# Linear Transformations

• Mar 30th 2012, 12:22 PM
GrigOrig99
Linear Transformations
The question statement says find f(L), which I have highlighted in bold. However, the book's answer seems to continue on and calcualte for y from the f(L) equation, which I proceed to work out, although my final answer is slightly off. I'm slightly confused as to whether or not the highlihted value for f(L) is in fact f(L)! Can anyone help?

Many thanks.

Q.
L is the line x - y + 1 = 0. f is the transformation f: (x, y) ---> (x', y') where: x' = 2x - y & y' = y. Find f(L).
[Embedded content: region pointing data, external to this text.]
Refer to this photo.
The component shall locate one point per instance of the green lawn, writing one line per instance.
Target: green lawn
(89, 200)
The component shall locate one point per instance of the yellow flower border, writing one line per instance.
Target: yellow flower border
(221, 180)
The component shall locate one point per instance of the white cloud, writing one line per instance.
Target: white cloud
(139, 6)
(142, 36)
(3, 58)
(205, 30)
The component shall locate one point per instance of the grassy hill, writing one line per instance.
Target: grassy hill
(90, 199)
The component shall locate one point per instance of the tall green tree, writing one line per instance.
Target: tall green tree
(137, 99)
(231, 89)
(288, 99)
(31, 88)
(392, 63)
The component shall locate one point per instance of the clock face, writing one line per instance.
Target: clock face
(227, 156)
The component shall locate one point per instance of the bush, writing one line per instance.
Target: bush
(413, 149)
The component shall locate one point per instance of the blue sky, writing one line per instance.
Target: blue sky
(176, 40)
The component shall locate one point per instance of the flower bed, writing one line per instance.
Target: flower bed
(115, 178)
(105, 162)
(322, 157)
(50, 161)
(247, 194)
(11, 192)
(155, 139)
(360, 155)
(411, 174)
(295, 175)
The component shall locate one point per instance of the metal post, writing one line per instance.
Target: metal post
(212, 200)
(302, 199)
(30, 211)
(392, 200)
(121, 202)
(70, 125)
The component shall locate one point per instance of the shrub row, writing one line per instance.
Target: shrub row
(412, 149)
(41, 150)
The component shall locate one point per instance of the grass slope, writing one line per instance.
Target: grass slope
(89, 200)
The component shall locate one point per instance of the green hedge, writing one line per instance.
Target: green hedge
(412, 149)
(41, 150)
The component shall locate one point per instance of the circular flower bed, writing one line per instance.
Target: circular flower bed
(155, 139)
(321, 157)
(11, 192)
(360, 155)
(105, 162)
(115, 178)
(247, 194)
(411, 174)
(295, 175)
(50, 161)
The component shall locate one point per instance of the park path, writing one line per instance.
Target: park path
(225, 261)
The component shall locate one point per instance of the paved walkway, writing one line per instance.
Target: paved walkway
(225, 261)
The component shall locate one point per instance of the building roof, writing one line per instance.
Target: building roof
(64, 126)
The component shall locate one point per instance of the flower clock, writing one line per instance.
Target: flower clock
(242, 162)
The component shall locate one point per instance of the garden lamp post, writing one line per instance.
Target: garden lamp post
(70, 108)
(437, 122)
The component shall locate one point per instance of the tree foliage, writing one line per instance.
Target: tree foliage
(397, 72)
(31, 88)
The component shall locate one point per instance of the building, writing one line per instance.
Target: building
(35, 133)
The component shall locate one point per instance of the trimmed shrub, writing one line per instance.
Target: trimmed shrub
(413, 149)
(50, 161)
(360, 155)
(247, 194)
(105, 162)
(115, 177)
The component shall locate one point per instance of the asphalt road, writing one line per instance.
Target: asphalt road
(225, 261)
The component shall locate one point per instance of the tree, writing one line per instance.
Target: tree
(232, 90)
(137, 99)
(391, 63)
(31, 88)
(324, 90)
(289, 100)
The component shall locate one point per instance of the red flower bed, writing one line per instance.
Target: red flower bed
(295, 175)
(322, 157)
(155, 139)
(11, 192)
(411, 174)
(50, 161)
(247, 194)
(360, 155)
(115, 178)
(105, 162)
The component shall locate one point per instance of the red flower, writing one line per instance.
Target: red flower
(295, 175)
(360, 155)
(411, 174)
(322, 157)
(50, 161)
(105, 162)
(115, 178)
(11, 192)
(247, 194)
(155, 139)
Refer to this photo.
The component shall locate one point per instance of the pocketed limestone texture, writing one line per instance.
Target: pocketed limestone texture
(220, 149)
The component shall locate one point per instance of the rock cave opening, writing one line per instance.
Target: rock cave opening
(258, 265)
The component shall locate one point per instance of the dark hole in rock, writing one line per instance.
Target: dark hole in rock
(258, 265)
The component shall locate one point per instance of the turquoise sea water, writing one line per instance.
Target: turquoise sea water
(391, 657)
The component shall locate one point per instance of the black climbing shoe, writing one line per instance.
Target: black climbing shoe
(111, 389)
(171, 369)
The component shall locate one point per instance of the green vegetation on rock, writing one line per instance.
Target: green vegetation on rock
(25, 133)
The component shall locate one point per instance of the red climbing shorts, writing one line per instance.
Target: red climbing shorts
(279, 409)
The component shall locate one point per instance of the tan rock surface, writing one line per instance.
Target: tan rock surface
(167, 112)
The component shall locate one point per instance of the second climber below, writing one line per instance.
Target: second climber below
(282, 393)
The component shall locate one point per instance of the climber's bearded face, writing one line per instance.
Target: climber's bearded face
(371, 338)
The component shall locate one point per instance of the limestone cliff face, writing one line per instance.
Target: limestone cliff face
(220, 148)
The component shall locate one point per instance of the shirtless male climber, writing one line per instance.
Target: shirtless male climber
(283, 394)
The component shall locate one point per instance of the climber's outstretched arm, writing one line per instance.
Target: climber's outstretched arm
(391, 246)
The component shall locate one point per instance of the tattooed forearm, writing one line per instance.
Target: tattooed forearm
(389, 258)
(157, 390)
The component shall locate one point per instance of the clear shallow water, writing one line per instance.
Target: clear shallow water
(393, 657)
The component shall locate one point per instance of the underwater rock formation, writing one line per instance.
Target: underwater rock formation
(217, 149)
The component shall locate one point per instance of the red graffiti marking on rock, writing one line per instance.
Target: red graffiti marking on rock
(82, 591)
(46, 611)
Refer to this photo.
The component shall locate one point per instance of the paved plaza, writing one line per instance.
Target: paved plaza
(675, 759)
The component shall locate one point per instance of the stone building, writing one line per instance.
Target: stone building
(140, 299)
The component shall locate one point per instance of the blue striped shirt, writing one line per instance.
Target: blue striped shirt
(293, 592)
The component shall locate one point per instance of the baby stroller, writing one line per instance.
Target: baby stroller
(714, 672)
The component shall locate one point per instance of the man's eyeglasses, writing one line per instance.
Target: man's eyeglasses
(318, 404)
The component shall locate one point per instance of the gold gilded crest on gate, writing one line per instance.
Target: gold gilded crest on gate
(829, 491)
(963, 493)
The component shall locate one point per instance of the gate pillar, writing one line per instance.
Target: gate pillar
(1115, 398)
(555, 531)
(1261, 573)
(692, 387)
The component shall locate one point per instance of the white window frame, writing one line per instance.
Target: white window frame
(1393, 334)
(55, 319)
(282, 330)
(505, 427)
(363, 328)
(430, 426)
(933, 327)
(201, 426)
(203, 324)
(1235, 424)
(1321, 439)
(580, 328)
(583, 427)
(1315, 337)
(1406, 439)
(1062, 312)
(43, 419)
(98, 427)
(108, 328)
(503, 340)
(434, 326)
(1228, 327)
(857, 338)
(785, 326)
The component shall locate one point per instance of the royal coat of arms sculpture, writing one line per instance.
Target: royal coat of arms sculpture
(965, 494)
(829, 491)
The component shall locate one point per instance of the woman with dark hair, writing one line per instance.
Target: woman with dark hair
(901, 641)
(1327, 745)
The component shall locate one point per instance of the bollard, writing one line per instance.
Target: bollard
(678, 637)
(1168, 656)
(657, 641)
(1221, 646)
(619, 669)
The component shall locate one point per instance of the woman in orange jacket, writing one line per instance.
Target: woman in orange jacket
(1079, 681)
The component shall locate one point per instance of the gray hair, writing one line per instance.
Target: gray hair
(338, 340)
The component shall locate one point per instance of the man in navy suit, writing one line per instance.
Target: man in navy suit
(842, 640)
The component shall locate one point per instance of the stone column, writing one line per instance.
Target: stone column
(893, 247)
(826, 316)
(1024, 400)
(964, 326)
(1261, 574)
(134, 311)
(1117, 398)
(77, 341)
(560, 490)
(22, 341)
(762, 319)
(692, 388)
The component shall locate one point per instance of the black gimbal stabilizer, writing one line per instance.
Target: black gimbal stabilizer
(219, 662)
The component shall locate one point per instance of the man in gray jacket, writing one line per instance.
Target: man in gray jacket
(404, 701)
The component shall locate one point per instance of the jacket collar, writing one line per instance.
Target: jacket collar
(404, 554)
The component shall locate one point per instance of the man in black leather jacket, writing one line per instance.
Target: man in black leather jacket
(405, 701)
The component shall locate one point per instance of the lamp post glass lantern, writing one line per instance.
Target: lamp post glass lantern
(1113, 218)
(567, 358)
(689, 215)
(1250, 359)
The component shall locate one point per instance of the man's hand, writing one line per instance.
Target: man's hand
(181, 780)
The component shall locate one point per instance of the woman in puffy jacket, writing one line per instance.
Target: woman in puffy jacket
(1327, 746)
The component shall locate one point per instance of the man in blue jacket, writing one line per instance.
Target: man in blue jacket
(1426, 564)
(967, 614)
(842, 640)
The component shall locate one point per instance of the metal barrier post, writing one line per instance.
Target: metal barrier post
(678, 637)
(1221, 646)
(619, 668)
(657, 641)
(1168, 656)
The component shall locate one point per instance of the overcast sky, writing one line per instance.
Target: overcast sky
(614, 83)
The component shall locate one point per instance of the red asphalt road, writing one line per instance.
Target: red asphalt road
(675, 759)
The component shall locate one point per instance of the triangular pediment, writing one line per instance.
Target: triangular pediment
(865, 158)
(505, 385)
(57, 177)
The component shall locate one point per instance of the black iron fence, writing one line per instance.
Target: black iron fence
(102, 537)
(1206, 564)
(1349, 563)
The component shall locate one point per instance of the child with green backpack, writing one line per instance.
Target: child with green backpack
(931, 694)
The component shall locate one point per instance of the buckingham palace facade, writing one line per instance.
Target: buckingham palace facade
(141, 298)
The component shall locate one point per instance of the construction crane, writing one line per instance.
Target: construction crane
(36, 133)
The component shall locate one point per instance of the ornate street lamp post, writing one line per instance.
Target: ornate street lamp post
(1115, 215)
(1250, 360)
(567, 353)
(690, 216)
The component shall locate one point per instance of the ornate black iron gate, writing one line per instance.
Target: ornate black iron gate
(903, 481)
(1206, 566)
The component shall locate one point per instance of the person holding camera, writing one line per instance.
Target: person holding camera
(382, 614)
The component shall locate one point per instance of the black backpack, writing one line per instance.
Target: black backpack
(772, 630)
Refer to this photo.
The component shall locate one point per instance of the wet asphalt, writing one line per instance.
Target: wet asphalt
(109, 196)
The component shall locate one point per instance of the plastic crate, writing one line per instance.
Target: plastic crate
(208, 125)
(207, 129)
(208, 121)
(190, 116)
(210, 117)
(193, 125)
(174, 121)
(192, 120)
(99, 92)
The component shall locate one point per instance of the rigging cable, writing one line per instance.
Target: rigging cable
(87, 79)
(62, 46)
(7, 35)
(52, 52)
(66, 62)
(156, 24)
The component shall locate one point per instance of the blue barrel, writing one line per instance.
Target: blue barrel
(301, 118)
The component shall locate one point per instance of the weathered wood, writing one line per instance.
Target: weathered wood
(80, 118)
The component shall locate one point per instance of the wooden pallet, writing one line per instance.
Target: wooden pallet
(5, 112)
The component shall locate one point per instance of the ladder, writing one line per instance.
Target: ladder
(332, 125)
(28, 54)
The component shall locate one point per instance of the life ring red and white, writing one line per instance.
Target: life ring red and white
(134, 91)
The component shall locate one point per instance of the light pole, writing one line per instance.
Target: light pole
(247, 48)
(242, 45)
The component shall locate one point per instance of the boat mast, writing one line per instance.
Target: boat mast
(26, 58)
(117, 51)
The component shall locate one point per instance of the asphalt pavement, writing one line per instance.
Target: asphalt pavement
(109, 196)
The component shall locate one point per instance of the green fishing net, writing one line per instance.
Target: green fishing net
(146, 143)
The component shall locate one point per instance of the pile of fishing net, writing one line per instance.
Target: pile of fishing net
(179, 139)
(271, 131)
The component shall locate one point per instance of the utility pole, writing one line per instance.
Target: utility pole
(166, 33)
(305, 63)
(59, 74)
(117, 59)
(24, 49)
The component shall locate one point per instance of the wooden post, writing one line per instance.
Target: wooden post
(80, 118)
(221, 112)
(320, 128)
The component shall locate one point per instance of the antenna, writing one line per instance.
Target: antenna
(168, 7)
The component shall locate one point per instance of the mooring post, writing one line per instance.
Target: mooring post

Attempt: If y = y', then x' = 2x - y => 2x = x' - y => 2x = x' - y' => x = $\displaystyle \frac{x' - y'}{2}$

If L = x - y + 1 = 0, then f(L) = $\displaystyle \frac{x' - y'}{2}$ - y' + 1 = 0 => x' - y' - 2y' + 2 = 0 => x' - 3y' + 2 = 0

Now apply x/ y values to f(L) = x' - 3y' + 2 = 0 => 2x - y - 3y + 2 = 0 => 2x - 4y + 2 = 0 => x - 2y + 1 = 0 => 2y = x + 1 => y = $\displaystyle \frac{x + 1}{2}$

Ans:
(From text book): y = x + 2
• Mar 31st 2012, 12:09 AM
biffboy
Re: Linear Transformations
You have a sign wrong in first line of your attempt x'=2x-y gives 2x=x'+y
• Mar 31st 2012, 07:05 AM
HallsofIvy
Re: Linear Transformations
Quote:

Originally Posted by GrigOrig99
The question statement says find f(L), which I have highlighted in bold. However, the book's answer seems to continue on and calcualte for y from the f(L) equation

I don't know what you mean by this. From the equation of the line, x- y+ 1= 0, y= x+ 1 so the set is {(x, x+1)}. Applying L to that we have x'= 2x- y= 2x- (x+ 1)= x- 1 and y'= y= x+ 1 so that (x, x+1) is mapped to (x- 1, x+ 1). If x'= x- 1 then x= x'+ 1 and x+ 1= x'+ 2, so we can also write this set as {(x', x'+ 2)}.
• Mar 31st 2012, 07:36 AM
biffboy
Re: Linear Transformations
I just noticed that in the first line it said x'=2x-y => 2x=x'-y. I'm obviously not sure what f(L) means (?). I thought they were asking for the equation which the book gives.
• Mar 31st 2012, 12:21 PM
GrigOrig99
Re: Linear Transformations
Thanks for the help. I'll give it a 2nd look.